RUINA – DA UNA “VISITA” RISULTA CHE I GIOCHI NEI PARCHI COMUNALI SONO UN DISASTRO – STANZIATI QUASI 100MILA EURO NEL 2020 PER SISTERMARLI – AL MOMENTO NON E’ STATO FATTO NULLA – LE PROTESTE DI DANIELA SIMONI

Ruina – Ricognizione dei giochi e giostrine nei parchi pubblici del comune di Riva del Po, da parte di una ditta esterna e specializzata nel settore nel 2020; stanziamento di 50mila euro, ai quali vanno aggiunto ulteriori 45mila in una fase successiva e sempre per gli stessi motivi.

Ma a vedere i giochi del parco pubblico di Ruina sembra che tutto questo, in quel luogo, non sia arrivato. Ed è pressoché inverosimile, perché “La verifica delle attrezzature ludiche presenti nei parchi pubblici e nei parchi a servizio degli edifici scolastici di proprietà del Comune di Riva del Po ha rilevato che quasi tutte le attrezzature ludiche non sono conformi agli standard di sicurezza in quanto fatiscenti – scriveva nella delibera l’allora capo ufficio tecnico – mancano di protezioni di sicurezza e rappresentano un rischio per la salute degli utilizzatori”.

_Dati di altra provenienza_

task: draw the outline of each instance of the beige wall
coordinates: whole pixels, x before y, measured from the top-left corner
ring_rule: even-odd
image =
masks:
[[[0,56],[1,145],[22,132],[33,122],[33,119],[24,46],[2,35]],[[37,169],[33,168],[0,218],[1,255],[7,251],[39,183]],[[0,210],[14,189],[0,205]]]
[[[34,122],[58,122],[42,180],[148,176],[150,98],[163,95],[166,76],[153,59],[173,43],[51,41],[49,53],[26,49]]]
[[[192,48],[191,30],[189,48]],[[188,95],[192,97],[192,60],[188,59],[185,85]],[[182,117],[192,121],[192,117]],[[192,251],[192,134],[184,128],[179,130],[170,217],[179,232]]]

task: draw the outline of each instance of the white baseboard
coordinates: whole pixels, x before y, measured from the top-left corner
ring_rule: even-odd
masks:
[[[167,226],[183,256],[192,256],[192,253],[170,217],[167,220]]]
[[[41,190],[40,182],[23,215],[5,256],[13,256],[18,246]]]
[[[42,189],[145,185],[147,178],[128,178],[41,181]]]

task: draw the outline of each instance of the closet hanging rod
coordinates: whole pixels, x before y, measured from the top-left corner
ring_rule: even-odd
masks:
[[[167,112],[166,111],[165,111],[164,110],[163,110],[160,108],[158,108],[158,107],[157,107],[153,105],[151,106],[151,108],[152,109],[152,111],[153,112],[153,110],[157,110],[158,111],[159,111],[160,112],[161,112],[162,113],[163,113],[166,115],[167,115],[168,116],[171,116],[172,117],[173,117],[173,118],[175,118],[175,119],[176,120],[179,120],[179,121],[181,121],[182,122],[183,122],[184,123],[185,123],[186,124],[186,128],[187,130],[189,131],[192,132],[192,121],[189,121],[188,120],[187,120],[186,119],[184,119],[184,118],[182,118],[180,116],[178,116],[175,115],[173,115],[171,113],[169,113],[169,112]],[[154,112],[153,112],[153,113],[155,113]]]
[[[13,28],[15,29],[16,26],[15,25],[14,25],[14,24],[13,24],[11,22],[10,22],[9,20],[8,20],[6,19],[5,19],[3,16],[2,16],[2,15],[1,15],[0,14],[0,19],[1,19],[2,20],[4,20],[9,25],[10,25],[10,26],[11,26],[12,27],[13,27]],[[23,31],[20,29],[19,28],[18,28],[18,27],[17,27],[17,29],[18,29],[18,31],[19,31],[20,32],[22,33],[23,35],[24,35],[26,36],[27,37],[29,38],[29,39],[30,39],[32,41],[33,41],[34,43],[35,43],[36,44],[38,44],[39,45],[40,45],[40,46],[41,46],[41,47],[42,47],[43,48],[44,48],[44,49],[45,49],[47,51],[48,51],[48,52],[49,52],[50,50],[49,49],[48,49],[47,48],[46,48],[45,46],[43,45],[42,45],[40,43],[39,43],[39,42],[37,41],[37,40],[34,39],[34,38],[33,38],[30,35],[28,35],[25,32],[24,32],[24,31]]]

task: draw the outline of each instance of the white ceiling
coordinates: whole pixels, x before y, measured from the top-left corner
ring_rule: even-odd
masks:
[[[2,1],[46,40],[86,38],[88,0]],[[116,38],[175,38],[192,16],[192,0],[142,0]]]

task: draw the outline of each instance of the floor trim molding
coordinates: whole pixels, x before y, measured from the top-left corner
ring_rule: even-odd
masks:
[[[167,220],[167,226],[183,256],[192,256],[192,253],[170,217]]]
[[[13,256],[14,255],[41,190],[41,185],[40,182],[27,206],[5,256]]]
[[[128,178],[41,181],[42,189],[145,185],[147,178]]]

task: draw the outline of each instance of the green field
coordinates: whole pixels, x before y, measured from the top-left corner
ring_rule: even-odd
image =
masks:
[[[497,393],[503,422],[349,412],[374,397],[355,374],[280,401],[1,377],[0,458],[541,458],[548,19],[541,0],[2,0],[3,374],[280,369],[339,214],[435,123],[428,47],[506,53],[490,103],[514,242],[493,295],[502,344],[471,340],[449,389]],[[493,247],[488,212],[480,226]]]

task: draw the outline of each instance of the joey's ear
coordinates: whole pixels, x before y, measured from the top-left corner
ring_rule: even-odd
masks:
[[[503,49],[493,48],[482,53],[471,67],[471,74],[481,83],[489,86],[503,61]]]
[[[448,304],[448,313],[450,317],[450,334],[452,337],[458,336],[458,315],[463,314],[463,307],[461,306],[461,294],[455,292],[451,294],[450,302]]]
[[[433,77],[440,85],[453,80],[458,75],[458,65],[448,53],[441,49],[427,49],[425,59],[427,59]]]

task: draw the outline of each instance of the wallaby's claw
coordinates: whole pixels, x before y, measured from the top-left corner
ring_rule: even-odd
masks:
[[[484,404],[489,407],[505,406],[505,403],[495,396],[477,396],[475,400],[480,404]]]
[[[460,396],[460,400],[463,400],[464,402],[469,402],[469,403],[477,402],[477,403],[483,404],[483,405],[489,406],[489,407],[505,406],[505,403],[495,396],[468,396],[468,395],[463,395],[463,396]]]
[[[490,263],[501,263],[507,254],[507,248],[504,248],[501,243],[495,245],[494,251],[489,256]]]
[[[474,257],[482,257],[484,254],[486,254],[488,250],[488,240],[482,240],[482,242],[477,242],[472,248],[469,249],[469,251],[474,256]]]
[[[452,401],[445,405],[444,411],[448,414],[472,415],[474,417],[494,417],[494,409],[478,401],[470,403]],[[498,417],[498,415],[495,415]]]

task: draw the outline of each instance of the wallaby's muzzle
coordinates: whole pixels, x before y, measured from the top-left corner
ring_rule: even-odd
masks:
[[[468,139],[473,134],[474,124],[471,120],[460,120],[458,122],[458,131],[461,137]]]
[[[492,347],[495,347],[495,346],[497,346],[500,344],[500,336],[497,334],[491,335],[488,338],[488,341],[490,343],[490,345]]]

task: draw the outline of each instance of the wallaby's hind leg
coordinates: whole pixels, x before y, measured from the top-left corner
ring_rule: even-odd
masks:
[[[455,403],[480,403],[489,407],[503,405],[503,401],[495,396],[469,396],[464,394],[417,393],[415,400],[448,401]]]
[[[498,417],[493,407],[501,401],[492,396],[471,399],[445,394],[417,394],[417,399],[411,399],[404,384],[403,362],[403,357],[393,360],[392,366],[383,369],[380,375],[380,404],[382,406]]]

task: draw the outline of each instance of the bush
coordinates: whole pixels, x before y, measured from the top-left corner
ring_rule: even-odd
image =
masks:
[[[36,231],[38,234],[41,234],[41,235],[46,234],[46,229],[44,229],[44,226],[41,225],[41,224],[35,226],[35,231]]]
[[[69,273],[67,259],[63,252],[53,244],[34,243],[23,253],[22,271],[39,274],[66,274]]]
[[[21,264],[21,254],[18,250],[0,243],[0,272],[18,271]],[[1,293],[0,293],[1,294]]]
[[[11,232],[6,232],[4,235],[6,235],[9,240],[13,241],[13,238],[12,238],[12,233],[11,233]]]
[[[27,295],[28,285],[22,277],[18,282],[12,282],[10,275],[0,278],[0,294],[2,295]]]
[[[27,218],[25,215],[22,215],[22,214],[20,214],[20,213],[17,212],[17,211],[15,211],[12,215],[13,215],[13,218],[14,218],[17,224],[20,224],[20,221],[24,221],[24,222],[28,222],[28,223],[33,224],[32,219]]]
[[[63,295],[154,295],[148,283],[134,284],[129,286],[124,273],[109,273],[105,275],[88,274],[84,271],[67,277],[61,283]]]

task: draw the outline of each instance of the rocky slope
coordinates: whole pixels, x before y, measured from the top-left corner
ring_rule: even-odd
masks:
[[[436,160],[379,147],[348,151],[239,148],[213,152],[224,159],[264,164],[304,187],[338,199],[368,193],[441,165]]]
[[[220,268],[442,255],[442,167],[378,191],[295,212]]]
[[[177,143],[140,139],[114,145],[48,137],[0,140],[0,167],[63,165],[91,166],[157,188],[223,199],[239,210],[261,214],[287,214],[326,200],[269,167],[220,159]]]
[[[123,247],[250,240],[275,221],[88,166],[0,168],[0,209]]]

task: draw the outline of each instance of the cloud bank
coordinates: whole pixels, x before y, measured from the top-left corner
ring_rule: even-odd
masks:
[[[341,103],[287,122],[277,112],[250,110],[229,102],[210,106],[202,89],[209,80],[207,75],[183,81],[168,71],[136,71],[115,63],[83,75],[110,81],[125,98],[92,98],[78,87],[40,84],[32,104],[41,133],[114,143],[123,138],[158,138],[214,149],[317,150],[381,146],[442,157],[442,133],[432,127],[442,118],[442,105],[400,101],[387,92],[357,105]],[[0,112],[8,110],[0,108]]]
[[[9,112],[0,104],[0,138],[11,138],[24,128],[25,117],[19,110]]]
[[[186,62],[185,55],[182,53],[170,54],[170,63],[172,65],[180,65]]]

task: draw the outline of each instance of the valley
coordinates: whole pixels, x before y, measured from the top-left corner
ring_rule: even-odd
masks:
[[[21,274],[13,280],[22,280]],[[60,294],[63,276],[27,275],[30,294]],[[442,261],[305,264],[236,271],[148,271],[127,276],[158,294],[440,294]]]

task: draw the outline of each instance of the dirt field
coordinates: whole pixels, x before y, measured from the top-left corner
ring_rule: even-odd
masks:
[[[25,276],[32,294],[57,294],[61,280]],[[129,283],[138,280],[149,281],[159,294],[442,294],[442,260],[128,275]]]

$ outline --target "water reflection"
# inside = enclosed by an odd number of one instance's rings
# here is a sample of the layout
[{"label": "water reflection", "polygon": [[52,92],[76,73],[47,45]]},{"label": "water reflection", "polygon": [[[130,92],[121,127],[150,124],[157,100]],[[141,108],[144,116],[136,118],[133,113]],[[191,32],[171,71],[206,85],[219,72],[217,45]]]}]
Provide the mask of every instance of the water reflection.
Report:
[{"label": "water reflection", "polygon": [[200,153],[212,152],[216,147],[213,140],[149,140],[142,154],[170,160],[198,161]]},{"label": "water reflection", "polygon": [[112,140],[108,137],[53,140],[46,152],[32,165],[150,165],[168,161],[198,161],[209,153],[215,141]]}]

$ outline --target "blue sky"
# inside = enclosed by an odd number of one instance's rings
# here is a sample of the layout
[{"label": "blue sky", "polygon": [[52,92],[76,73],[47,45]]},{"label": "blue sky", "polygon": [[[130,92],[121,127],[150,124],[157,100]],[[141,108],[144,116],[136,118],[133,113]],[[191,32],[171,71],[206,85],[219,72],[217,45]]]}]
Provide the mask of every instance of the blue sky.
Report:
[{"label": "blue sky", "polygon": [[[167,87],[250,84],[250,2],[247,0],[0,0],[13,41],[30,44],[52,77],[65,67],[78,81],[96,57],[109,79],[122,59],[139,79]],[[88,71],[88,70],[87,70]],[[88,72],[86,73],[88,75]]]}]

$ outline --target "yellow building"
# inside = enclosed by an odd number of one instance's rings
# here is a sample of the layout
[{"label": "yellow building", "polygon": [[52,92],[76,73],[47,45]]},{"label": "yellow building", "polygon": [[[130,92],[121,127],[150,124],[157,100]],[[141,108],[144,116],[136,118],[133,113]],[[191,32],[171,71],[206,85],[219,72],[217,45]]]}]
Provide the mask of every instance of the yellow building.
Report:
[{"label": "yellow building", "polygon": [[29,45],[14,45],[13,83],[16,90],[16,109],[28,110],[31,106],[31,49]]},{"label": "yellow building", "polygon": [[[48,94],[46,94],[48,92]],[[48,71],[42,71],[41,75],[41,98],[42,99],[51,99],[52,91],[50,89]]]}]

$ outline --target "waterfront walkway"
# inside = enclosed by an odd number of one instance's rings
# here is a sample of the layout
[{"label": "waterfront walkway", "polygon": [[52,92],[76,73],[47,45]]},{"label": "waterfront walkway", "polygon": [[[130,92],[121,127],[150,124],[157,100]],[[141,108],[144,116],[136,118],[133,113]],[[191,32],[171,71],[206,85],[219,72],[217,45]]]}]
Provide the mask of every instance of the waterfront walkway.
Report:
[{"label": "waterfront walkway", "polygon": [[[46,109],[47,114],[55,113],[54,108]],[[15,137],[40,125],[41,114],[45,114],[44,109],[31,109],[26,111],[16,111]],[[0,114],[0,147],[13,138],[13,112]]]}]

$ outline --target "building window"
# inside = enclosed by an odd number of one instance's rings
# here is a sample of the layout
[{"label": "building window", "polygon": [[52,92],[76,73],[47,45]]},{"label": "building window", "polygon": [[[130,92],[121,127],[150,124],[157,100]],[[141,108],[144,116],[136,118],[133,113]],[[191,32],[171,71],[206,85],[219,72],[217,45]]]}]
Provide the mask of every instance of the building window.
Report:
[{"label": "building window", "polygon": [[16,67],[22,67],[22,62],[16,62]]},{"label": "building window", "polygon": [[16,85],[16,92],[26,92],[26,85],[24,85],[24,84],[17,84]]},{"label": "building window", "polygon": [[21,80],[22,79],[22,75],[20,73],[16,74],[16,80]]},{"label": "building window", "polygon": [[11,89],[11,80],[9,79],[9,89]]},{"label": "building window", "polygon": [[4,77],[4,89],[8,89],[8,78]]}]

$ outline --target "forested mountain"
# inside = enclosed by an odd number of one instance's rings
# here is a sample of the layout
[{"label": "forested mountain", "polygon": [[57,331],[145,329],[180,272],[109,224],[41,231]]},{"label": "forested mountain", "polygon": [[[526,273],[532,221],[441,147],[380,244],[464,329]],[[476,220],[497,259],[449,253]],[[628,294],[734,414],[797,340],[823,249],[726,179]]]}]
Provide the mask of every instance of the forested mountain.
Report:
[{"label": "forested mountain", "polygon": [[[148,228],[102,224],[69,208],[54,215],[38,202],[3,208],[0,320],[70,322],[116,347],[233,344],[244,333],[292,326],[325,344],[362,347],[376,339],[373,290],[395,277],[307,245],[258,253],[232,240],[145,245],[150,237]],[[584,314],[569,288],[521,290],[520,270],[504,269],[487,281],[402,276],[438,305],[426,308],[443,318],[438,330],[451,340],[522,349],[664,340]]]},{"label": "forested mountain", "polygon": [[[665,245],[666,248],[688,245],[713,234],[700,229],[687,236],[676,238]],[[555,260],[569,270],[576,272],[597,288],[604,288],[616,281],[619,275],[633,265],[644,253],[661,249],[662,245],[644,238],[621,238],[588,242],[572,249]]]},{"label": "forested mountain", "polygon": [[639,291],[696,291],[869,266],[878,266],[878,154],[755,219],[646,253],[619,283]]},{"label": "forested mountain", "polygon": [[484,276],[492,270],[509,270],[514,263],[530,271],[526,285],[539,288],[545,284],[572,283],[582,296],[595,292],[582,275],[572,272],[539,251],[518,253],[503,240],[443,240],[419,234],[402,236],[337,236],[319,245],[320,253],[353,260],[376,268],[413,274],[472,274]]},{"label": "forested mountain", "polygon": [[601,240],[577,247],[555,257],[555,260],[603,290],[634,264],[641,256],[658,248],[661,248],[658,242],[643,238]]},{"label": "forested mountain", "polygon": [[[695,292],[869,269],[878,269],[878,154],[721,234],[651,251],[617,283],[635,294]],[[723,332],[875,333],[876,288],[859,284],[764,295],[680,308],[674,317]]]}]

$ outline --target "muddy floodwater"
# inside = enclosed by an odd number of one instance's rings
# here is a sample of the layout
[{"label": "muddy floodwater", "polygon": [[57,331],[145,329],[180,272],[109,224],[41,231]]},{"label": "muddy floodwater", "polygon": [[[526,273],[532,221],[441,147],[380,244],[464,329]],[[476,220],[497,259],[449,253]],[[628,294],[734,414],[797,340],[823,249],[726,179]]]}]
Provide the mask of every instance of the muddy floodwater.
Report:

E quindi è innegabile che anche questi giochi rientrino a pieno merito in questa categoria. “Si rende quindi necessario provvedere alla regolarizzazione delle non conformità – aggiungeva l’ingegnere – risultanti anche mediante parziale sostituzione di alcune delle attrezzature presenti nei vari parchi giochi con nuove attrezzature ludiche e riparazione e messa a norma di diverse altre presenti nei parchi pubblici”.

Per fare questo l’amministrazione comunale si è affidata alla ditta Sarba S.p.a. di Fossoli di Carpi (MO). Ma ora si constata che a distanza di tempo questi giochi non siano nemmeno stati toccati. “Quattro i giochi nel parchetto di Ruina e due sono ridotti come da foto – commenta la consigliera Daniela Simoni (Gente di Riva del Po), che in quel paese ci abita – E già da molti mesi ormai. Con oltre 3 milioni di avanzo spendibile non è un gran bel vedere”.

Una triste notizia, che si spera venga presto risolta dall’assessore competente.